“I fade.” The old man sighed. His shoulders slumped. “I weaken. I will return when I am able.”
Then, with a wheeze, he added, “My head hurts.”
And he was gone. As suddenly as he had appeared.
His smell left with him. And the light.
And suddenly, the kids were moving again. Their eyes were bright in anticipation again.
Mack looked at Stefan. “I know you have to beat me up and all,” Mack said to Stefan, “but before you do, just tell me: Did you see that?”
“The old guy?”
“So you did,” Mack said. “Whoa.”
“How did you do that?” Stefan asked.
“I didn’t,” Mack admitted, although maybe he should have pretended he did.
“Huh,” Stefan commented.
“Yeah.”
The two of them stood there, considering the flat-out impossible thing that had just happened. Mack could not help but notice that none of the other kids in the hallway seemed upset or weirded out or even curious, aside from a certain curiosity as to why Stefan had not yet killed Mack.

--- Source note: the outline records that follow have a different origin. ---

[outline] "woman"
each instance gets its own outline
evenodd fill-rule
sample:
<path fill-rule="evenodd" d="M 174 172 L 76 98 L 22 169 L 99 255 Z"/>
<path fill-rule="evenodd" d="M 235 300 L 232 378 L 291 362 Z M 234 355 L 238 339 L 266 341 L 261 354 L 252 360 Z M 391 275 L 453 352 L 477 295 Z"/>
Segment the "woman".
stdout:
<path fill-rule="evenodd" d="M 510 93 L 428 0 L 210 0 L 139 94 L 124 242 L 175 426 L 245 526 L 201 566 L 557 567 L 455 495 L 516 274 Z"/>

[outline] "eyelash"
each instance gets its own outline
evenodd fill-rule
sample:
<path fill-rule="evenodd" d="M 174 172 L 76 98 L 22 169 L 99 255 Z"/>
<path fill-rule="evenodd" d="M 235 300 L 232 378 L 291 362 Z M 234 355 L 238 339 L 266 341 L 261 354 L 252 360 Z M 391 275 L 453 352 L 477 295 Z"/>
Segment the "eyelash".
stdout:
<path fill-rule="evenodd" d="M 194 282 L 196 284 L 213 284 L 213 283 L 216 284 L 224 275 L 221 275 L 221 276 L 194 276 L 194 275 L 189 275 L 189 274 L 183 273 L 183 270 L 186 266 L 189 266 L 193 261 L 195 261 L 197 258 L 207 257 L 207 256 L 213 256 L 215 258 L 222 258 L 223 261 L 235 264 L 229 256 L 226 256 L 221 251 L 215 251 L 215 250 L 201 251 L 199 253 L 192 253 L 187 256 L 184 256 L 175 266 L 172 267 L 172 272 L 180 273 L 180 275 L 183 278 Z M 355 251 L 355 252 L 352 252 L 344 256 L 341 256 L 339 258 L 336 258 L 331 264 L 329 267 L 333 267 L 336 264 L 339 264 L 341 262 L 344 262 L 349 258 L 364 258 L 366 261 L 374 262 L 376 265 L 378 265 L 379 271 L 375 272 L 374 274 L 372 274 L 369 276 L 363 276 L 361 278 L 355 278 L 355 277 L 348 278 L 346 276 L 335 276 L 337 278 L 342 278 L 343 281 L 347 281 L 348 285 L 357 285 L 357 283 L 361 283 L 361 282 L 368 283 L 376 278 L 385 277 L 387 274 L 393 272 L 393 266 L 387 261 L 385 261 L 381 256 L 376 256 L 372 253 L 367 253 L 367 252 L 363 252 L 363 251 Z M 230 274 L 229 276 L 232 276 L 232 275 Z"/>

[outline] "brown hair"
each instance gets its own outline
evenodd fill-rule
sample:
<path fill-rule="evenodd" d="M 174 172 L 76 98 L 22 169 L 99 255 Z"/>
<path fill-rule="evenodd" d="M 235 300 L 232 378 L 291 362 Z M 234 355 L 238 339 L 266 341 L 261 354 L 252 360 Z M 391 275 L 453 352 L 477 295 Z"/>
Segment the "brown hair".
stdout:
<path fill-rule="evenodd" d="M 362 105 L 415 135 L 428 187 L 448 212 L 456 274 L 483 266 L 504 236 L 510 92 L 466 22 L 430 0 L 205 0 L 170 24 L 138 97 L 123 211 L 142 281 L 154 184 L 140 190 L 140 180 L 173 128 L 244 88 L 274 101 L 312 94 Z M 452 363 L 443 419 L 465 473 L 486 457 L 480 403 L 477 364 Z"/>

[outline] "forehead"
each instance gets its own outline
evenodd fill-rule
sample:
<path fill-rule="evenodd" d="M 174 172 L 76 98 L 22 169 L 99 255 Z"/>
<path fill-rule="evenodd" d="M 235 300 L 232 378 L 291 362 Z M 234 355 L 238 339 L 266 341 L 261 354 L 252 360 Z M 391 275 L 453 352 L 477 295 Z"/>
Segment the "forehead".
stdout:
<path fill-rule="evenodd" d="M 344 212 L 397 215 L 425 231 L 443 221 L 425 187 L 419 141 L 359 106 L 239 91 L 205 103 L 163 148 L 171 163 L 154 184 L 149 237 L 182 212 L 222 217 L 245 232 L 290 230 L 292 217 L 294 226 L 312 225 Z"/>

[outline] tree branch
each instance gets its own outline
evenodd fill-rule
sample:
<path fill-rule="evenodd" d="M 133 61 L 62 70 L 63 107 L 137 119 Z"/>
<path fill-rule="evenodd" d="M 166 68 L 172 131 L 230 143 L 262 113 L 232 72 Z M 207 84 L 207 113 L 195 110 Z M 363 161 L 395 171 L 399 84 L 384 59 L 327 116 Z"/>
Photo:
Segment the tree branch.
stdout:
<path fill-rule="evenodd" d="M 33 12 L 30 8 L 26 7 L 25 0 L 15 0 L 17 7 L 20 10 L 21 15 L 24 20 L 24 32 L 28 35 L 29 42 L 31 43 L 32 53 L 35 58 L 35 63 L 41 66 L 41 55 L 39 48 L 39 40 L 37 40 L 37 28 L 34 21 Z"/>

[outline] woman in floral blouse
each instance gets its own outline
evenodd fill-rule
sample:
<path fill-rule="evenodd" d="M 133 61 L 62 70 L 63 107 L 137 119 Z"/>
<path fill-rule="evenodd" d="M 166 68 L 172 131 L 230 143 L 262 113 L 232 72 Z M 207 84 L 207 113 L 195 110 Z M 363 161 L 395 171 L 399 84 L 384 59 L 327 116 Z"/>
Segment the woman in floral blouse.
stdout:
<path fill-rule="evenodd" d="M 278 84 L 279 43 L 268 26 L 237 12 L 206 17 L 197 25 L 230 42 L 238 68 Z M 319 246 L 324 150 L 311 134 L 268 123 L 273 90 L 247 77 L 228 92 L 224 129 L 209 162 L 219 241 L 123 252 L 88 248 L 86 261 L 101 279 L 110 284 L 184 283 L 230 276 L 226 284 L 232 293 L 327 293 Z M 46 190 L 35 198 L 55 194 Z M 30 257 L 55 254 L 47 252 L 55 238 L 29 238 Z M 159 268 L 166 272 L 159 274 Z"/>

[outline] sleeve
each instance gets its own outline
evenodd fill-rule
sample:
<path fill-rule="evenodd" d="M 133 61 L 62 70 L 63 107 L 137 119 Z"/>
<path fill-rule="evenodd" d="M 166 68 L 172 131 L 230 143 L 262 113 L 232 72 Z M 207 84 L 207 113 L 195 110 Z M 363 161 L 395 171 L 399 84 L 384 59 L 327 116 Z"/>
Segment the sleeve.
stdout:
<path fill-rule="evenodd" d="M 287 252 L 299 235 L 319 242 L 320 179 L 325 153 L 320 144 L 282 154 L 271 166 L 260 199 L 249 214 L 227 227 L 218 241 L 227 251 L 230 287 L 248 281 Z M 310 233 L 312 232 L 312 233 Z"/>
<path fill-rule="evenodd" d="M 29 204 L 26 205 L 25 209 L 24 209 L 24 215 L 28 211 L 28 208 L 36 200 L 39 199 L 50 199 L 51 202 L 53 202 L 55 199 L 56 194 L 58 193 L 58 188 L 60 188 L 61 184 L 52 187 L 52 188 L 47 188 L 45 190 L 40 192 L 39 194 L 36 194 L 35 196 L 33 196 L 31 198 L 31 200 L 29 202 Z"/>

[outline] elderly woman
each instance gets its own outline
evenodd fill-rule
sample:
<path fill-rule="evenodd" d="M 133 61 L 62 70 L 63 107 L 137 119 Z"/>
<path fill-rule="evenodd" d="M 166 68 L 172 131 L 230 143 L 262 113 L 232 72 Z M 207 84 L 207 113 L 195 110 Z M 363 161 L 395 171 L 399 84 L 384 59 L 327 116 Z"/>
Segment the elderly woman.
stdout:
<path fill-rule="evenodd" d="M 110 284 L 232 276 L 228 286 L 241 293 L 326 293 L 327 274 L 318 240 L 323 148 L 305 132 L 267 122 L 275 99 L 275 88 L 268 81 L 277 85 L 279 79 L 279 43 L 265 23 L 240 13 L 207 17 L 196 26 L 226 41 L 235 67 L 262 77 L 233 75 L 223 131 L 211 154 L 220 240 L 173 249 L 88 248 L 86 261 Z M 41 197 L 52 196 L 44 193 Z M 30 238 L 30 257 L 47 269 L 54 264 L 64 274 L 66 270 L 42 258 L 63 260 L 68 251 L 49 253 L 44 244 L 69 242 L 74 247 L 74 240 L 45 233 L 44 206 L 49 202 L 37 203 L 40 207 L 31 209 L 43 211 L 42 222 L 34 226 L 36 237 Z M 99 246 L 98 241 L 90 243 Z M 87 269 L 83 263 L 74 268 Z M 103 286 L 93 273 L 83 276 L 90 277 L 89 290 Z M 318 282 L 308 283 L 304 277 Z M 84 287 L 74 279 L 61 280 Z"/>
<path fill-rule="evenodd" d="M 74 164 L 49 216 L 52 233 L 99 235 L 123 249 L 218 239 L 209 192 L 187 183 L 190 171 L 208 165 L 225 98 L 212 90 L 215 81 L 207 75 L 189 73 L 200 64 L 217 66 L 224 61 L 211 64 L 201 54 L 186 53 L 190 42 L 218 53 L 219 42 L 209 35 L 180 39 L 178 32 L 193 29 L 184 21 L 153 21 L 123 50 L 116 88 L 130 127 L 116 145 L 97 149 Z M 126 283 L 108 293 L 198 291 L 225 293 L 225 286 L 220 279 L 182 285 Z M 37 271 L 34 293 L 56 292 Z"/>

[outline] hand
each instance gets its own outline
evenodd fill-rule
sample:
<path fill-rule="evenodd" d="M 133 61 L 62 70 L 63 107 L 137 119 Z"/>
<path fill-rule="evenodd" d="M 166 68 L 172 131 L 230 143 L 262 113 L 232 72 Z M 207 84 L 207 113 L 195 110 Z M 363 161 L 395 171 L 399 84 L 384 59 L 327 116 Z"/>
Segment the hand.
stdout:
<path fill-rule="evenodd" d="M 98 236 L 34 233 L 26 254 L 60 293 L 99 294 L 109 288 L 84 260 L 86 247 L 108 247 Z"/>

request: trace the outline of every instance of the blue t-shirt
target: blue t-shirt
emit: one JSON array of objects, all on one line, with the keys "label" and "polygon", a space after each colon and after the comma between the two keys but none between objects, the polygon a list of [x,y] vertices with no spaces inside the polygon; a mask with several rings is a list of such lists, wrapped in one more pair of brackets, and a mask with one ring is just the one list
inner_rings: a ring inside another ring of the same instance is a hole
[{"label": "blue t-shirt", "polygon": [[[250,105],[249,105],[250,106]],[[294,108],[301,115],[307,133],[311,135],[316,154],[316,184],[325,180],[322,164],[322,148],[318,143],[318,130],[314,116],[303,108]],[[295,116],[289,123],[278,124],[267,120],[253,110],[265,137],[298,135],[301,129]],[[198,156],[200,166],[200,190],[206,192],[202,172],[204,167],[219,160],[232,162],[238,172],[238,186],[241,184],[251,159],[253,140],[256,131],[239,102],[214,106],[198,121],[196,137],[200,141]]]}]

They hadn’t seen any of it. Only Mack and Stefan had.
“I wasn’t going to kick your butt anyway,” Stefan said.
Mack raised one skeptical eyebrow. “Why not?”
“Dude – you saved my life.”
“Just now you mean?”
“Whoa!” Stefan said. “That makes two times. You totally saved my life, like… twice.” He’d had to search for the word twice and he seemed pretty pleased to be able to come up with it.
Mack shrugged. “I couldn’t let you bleed to death, or even choke. You’re just a bully. It’s not like you’re evil.”
“Huh,” Stefan said.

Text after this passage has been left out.